If we measure "goodness" by happiness and practical benefits (health, economic security, freedom) then secular society is far more virtuous than any theocracy, past or present. This is one reason why our religious leaders should be the main champions of secularism. The other reason is history.

In his book Western Civilization, scholar Jackson Spielvogel writes, "It took one hundred years of religious warfare complicated by serious political, economic and social issues - the worst series of wars and civil wars since the collapse of the Roman Empire in the west - before Europeans finally admitted that they would have to tolerate different ways of worshipping God. That men who were disciples of the Apostle of Peace would kill each other - often in brutal and painful fashion - aroused skepticism about Christianity itself...The religious wars of the sixteenth and seventeenth century opened the door to the secular perspectives that have characterised modern Western civilization."

What Spielvogel writes about Christianity applies to all religions. Clearly, though, most of our religious leaders have not learnt the lessons of history. Secularism is the only system which allows for tolerance of different systems of belief, including non-belief. The inescapable fact is that religion is inherently divisive.

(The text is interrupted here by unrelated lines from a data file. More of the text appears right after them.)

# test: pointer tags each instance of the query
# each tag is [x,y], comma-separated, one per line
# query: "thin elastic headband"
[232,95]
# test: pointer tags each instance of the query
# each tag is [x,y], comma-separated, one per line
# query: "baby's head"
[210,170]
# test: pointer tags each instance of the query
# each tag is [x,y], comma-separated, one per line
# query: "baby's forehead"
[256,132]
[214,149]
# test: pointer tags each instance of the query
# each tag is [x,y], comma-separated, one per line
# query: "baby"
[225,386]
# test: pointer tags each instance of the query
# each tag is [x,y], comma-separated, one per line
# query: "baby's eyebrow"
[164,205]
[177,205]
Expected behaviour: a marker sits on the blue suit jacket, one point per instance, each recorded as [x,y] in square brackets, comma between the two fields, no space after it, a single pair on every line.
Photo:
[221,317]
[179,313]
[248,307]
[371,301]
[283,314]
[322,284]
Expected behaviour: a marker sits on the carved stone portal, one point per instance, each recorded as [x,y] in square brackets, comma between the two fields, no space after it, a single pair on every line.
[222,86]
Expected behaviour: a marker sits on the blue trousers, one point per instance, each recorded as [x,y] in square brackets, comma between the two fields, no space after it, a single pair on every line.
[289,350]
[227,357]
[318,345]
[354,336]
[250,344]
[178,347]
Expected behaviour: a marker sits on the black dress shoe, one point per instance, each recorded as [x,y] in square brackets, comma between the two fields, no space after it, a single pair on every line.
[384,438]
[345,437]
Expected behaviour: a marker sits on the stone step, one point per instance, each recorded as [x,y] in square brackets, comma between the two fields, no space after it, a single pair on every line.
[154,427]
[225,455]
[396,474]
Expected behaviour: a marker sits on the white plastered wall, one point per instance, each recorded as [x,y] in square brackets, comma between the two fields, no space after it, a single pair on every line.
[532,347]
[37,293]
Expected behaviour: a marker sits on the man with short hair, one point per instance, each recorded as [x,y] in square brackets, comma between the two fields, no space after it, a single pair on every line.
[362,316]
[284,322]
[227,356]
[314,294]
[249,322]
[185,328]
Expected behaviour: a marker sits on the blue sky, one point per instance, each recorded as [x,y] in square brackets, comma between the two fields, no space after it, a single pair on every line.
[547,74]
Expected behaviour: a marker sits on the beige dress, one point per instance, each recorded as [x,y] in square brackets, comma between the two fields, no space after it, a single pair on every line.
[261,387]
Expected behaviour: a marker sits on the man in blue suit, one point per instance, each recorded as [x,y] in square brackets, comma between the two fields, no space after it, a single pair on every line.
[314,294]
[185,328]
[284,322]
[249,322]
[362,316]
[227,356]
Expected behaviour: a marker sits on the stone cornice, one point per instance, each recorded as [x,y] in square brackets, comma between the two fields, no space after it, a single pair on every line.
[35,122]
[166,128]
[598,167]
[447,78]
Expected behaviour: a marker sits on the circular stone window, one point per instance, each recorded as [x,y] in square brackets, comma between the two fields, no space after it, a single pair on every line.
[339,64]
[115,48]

Historian JM Roberts in his book Twentieth Century notes, "Though the hierarchies and leaders of different religions find it appropriate on the world stage to moderate their language, exchange public courtesies, and even to cooperate in practical matters, and though the major Christian churches have lost (for the most part) their old triumphant aggressiveness, it cannot be said that religion ceases to be a divisive force when doctrine becomes more amorphous."

I disagree with Roberts's last clause, for it seems to me that it is when doctrine is explicit that religion is most divisive: for every Holy Book contains texts urging believers to hate and kill those who do not believe as they do. But I suspect that Professor John Spence, who last week wrote a column urging the teaching of religion in schools, won't want such passages included on the curriculum.